4 – Conduct risk limiting audits immediately upon tabulating election results and ideally before reporting them. Hand-counting a statistically meaningful sample of results can usually be quickly completed. However, if margins are tight and the sample size needs to be larger, the hand count could impact the timeliness of reporting. An alternative to hand counting would be to run a large sample of paper OCR ballots through exquisitely secured voting machines to validate the counts.
5 – Stress test, retest, and retest again your procedures in the event of an incident. Even an incident that does not materially impact the election results can undermine public confidence in the electoral system. Stress test your procedures; that is, test them with several failure scenarios under peak load. Some of these tests can be what-if heuristic table-top exercises, but some should be physical walk-throughs of plans and procedures with the officials who will need to respond in real life.
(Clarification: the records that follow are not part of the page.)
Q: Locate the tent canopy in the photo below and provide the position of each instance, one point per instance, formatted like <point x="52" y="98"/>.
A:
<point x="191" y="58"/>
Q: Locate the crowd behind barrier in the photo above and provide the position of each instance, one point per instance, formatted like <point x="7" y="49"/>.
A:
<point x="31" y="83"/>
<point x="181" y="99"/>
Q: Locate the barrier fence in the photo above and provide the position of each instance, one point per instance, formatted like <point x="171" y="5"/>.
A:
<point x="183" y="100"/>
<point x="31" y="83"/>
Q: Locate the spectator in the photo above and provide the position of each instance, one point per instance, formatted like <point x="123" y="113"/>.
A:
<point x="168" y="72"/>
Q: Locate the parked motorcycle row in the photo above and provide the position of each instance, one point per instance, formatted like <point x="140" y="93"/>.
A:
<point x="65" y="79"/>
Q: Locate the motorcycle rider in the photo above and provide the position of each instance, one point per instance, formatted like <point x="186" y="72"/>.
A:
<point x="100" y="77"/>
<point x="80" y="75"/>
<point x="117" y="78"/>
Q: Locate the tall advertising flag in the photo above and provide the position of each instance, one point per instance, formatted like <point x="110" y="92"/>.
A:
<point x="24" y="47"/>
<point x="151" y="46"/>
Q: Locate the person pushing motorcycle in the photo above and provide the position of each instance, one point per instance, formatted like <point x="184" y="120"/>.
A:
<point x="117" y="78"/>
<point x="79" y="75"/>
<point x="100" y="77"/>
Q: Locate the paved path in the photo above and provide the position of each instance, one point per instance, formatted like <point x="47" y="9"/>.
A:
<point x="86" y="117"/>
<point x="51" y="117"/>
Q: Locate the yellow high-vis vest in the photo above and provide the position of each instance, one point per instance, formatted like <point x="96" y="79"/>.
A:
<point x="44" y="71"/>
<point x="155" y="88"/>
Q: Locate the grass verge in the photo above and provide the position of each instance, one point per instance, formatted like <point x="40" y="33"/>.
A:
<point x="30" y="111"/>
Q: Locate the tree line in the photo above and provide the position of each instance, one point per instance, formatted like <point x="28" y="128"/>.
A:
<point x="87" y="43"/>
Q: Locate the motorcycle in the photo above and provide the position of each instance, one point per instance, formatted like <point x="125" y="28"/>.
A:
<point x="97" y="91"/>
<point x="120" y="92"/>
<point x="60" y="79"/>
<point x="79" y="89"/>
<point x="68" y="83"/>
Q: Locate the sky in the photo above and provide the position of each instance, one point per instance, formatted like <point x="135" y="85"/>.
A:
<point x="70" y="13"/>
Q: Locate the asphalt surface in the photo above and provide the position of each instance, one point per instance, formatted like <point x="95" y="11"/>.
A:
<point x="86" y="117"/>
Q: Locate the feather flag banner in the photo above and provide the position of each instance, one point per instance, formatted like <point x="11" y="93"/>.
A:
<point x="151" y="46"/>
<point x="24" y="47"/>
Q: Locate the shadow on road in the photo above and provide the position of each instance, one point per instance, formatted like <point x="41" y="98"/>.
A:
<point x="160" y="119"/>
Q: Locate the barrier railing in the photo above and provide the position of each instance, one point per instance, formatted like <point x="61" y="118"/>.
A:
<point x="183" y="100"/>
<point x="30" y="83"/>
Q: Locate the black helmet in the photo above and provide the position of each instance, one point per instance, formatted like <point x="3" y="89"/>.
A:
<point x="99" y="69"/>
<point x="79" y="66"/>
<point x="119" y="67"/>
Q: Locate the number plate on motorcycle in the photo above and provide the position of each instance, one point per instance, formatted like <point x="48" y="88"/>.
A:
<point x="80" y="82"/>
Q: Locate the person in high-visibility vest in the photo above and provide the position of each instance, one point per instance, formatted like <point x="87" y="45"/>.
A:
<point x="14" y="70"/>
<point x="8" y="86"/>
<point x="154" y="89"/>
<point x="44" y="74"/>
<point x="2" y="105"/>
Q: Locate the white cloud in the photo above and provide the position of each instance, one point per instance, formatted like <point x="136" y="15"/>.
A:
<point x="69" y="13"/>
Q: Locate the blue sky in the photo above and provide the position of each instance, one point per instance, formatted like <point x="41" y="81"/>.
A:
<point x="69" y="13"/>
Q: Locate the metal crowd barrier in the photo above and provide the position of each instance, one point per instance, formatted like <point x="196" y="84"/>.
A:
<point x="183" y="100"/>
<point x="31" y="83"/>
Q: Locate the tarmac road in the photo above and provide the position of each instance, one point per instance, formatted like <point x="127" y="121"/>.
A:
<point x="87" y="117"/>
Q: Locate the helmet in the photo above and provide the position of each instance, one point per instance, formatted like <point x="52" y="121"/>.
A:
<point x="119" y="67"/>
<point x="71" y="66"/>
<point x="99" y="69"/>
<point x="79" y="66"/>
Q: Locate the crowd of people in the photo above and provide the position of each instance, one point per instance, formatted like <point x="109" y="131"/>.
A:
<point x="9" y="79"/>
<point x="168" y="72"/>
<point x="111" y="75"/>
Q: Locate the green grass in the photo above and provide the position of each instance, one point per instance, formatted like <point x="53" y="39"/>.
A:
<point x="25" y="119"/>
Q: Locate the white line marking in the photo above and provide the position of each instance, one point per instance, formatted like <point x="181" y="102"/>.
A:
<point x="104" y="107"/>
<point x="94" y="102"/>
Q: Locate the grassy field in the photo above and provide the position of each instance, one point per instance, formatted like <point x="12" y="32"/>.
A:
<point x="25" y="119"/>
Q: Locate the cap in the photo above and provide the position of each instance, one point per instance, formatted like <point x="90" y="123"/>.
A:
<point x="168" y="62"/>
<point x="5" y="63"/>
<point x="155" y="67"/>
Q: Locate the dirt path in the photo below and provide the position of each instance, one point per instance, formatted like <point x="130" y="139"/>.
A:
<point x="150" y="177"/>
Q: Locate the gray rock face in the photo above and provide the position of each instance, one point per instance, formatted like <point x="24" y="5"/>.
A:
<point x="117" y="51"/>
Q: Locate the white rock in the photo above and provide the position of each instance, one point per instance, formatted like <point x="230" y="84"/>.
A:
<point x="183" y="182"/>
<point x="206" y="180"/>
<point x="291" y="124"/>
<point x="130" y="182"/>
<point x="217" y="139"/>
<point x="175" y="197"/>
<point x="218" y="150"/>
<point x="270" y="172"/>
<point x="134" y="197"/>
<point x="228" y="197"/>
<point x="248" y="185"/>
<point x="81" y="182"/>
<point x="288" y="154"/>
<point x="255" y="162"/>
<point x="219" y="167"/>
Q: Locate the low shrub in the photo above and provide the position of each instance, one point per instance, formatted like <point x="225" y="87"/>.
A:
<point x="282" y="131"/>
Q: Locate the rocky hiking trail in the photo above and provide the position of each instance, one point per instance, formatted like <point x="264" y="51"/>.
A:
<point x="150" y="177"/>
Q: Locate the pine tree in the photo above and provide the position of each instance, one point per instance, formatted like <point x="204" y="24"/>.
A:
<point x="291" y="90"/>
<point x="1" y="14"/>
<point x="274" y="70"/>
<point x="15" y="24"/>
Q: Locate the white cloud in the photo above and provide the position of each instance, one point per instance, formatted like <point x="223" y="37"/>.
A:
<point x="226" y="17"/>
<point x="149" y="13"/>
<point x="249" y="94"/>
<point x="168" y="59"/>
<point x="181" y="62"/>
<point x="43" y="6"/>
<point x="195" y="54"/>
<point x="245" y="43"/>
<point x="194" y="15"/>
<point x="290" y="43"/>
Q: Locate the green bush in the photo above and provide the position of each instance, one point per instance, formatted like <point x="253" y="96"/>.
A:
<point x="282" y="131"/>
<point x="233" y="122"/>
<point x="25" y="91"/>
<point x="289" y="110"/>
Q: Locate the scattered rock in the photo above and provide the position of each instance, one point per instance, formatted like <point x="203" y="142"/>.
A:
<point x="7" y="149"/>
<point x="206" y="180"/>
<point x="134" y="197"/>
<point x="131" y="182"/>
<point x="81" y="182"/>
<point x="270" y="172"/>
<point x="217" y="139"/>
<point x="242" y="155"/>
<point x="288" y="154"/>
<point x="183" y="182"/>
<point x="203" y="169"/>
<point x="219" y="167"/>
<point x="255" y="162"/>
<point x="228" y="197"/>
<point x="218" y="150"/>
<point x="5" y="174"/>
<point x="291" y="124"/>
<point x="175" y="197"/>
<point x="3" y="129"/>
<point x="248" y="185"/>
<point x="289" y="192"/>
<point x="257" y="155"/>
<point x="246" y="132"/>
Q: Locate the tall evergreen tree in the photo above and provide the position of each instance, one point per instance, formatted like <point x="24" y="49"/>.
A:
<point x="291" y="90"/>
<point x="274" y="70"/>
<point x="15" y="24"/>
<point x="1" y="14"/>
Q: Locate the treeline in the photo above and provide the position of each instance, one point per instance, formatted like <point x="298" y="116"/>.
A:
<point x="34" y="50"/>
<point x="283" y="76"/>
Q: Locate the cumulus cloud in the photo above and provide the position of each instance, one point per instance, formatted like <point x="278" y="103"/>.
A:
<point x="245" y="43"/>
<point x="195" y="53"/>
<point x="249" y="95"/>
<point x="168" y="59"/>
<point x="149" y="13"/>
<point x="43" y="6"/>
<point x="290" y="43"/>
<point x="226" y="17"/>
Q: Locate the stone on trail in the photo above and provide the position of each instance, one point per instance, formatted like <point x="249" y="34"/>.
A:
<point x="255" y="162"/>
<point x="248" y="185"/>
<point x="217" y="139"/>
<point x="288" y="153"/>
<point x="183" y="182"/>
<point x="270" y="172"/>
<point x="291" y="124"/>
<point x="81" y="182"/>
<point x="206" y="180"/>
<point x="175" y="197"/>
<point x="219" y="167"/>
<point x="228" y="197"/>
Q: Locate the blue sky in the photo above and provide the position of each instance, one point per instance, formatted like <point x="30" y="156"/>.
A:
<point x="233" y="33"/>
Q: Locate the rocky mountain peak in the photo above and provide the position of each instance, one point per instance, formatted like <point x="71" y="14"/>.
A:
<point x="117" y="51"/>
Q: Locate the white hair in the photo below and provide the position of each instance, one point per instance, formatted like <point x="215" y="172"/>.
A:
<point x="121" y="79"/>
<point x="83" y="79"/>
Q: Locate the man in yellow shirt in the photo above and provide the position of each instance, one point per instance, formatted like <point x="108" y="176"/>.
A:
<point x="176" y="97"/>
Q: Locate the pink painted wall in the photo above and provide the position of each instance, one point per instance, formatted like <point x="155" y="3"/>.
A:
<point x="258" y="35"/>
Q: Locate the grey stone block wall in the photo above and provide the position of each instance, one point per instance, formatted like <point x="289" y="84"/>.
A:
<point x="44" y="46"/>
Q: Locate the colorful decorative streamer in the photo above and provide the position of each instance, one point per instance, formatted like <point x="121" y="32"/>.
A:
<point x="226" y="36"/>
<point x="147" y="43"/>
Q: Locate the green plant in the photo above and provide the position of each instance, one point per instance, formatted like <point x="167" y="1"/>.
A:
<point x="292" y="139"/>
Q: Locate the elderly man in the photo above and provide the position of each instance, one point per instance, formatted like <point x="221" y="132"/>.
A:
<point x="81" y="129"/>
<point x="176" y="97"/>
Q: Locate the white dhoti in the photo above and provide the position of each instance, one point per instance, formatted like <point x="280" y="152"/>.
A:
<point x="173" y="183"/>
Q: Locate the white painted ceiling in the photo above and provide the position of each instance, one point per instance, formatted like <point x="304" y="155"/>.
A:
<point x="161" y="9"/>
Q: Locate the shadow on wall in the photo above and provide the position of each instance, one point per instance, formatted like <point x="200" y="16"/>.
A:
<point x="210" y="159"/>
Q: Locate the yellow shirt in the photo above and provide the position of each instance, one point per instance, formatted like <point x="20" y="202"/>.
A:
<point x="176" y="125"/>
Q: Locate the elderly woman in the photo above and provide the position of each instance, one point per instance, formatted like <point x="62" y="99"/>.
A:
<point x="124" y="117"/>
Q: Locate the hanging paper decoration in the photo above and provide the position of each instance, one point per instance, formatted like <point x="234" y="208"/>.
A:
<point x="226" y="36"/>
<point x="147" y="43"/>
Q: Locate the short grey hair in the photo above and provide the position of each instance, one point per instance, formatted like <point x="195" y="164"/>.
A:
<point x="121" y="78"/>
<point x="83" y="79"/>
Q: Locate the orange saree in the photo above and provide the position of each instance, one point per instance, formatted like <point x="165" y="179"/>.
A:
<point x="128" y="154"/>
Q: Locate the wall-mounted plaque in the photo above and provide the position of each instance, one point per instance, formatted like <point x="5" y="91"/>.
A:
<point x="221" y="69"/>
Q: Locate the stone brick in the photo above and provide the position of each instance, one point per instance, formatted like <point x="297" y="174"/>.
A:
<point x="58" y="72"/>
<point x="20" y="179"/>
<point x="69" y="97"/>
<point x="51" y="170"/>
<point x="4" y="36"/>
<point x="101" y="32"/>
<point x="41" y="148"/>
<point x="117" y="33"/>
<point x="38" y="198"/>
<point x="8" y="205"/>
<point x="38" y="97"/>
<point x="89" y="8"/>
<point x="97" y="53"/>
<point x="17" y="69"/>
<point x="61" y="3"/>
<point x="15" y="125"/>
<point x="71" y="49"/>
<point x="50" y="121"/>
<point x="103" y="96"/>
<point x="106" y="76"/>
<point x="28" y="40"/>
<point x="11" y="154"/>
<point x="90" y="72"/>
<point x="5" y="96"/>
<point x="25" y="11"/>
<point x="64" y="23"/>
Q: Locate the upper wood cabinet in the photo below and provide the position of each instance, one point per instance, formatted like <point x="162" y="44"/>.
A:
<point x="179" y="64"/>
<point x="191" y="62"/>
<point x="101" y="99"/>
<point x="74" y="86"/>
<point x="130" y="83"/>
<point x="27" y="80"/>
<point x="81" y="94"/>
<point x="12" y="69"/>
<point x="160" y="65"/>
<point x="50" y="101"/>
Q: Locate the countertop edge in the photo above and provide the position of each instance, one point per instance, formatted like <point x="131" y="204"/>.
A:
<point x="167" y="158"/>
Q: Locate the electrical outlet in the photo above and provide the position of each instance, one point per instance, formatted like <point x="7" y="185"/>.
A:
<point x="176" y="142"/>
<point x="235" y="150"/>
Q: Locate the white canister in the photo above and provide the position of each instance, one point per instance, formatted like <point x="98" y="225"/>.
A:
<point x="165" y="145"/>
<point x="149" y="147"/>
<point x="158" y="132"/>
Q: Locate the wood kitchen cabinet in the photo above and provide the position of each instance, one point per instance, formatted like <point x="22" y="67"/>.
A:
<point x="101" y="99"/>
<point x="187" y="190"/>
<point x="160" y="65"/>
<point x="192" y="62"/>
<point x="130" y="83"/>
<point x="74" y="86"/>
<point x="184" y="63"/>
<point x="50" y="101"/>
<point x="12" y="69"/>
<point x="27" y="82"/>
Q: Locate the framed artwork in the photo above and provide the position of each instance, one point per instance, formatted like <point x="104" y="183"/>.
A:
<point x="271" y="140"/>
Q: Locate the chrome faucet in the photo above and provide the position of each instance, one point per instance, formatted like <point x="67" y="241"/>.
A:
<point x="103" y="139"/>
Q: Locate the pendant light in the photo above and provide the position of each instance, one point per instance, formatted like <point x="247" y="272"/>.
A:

Precinct volunteers should be trained as well.
6 – Document the electoral system architecture including risks and interdependencies. Taking an enterprise architecture approach to the electoral system supports better decision making on changes and investments. Risks are more easily assessed as well. This may look like too big a task for smaller jurisdictions, but state officials could assist with a reference architecture and other resources.
7 – Prepare for social storms with crisis communications planning. A crisis communications plan must be a part of incident planning and should be tested alongside incident planning. These plans should include consideration of campaign ghost tracking systems and the proliferation of potentially conflicting reports from campaigns. Ensuring that campaigns are aware of incident and communications plans and have designated and trained people as points of contact is critical.